Here’s one clue: the contingency plan of the government of the Western Cape in South Africa, in case something bad happens at Koeberg, the ageing nuclear reactor built just about astride a geological fault a mere 50 kilometres north of my house, involves the evacuation of the local population by minibus taxis.  That’ll work!

Are these liberties with the truth poetic license, an attempt to simplify the story so that it can be told more effectively?  I don’t buy it. For the overall artistic consequence of this moralising spin is that it causes the story to drift away from its emotional centre. This is my third, and in a way my most serious objection.  If dramatic licence was required  to impart a sense of drama to an otherwise dry or overly complicated historical record, it would be understandable. But in this case, it does not really seem warranted.  People battling frantically to contain a runaway nuclear reaction?   Soldiers and miners risking their lives to avert disaster?   Hundreds of thousands of lives shattered by sudden forced evacuation, or blighted by creeping illness?   It’s not as if this is a story that needs to be spiced up or given artificial dramatic interest. And in fact, there is a gradual leaching away of energy as the story winds on and the initial wrenching scenes of disorientation and fear give way to the battle between apparatchiks and scientists, and the trial’s schoolroom lecture about how a nuclear reactor works.

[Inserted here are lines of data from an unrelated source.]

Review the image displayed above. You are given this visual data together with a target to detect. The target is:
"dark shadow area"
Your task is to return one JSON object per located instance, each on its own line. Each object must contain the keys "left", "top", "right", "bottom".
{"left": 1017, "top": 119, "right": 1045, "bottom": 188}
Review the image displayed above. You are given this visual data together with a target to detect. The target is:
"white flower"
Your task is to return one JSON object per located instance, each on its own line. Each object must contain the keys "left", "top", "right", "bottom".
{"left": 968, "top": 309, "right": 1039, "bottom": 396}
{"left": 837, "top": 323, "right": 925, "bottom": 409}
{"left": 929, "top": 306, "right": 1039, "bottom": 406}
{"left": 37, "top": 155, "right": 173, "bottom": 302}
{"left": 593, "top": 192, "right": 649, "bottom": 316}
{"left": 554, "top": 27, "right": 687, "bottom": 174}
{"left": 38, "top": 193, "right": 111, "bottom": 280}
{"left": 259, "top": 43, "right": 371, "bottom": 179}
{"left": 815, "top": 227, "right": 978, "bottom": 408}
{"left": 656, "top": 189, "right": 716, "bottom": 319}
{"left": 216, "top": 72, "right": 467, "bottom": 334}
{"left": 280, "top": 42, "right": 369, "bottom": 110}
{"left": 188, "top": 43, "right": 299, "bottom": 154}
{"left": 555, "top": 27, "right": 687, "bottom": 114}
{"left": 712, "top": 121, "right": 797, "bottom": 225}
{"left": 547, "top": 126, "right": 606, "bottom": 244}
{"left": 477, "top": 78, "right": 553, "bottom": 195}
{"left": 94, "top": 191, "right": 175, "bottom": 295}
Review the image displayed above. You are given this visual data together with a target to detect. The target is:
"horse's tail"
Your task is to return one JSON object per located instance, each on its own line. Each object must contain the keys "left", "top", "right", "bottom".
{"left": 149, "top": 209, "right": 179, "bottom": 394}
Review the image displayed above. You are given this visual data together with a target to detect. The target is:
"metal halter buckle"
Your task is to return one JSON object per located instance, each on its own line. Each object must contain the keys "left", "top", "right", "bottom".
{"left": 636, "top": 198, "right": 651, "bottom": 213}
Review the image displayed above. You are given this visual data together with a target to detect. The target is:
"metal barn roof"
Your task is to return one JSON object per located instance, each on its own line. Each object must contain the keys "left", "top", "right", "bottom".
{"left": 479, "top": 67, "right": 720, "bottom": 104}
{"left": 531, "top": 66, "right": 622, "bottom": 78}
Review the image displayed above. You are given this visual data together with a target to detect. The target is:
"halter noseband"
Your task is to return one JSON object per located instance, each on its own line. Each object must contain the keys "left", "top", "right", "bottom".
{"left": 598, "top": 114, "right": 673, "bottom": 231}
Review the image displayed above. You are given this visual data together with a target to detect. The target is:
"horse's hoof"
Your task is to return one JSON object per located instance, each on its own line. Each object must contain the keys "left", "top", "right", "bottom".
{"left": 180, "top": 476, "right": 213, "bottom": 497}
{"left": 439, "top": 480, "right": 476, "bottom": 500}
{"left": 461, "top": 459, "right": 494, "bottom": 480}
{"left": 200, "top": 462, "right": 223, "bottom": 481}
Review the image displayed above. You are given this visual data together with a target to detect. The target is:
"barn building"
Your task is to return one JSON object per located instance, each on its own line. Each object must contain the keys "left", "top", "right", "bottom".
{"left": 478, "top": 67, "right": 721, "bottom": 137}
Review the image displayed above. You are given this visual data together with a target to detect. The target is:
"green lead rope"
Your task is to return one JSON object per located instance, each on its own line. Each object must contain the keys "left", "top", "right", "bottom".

This, for me, is the real issue with Chernobyl.  Because what’s really strange about it  is how it allows some of the most emotionally compelling and unsettling aspects of the crisis to slip through between the lines.  It is as if the meaning of what we see is right there in front of our eyes, but still remains unsayable.  For the drama and the power of the story does not come from this staged confrontation between scientific truth and bureaucratic lies.  It comes from the uncompromising and visceral way in which it conveys  the sense of  a world suddenly gone nightmarishly out of control.  The central scenes in the series were for me dreamlike: instantly recognisable though I had never been there;  refusing to be banished from memory even days after viewing.   The panic and chaos in the control room.  The fireman curled up in agony around his hand, burned by invisible rays from the graphite.  The divers endlessly plodding through the claustrophobic dark in the waterlogged basement of the reaction, listening to the chattering scream of the dosimeter.   The cleanup squads, blundering about in the rubble on the roof above the yawning maw of the reactor, racing against time.  Lyudmila Ignatenko and her husband. People thrust into a world that has suddenly and incomprehensibly become an inferno; trying heroically and sometimes futilely to deal with dangers they do not completely understand; dangers that they cannot see;  but a danger that they slowly realise they brought on themselves.  Human technology — yes, human science!  — revealed as a pandora’s box from which invisible horrors emanate, malign and unstoppable.

Think about it.

A world turned into inferno. 

Dangers we cannot see, that we do not know how to control.   

A world at risk of becoming uninhabitable because of our arrogance, our ignorance, our refusal to heed warnings.   Our foolishness.

Warnings that were all around us.

The thing about climate change,  and about the ways it will change our lives is this: we can’t blame the Soviets.  And there won’t be a  grimly decisive Boris Shcherbina to save us.  We’ll be on our own.